高津監督は現役当時、自らを守護神に抜擢した故野村克也氏の監督時代にヤクルトの黄金期を支えながら「野村ID野球」を徹底的に叩き込まれた。主に試合前に行われるミーティングでは大学ノートにペンを走らせ、野球にまつわるデータはもちろんのこと人間心理に至るまで、さまざまな“教育”を受けた。その恩師から授かった教えは現在の高津監督に脈々と受け継がれている。

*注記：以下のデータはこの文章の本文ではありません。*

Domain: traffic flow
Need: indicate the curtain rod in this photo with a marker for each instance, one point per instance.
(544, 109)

 一方で高津監督はこの「野村ID野球」に自らのエッセンスを加えて現代野球にマッチングさせ、さらに昇華させている。データで配下の選手たちをコマのように扱うだけでなく、当人たちとのコミュニケーションも密に深めて心をつかみ取っていくことを重要視しているのが「令和の高津流」だ。

「育てるためなら負けてもいい」

 その考えを生み出す基盤となったのが、2017年から3シーズン務めた二軍監督時代。自著本のタイトルにもあるように高津監督のモットー「育てるためなら負けてもいい」という育成への情熱は、ここが出発点なのである。

 現役時代には日本のNPBだけでなく米国MLBのシカゴ・ホワイトソックスとニューヨーク・メッツでもプレー。さらに韓国のKBO、台湾のCBPLと世界を渡り歩いた。4カ国でプロ野球リーグを経験した初の日本人選手となったことも高津監督の“礎”となっている。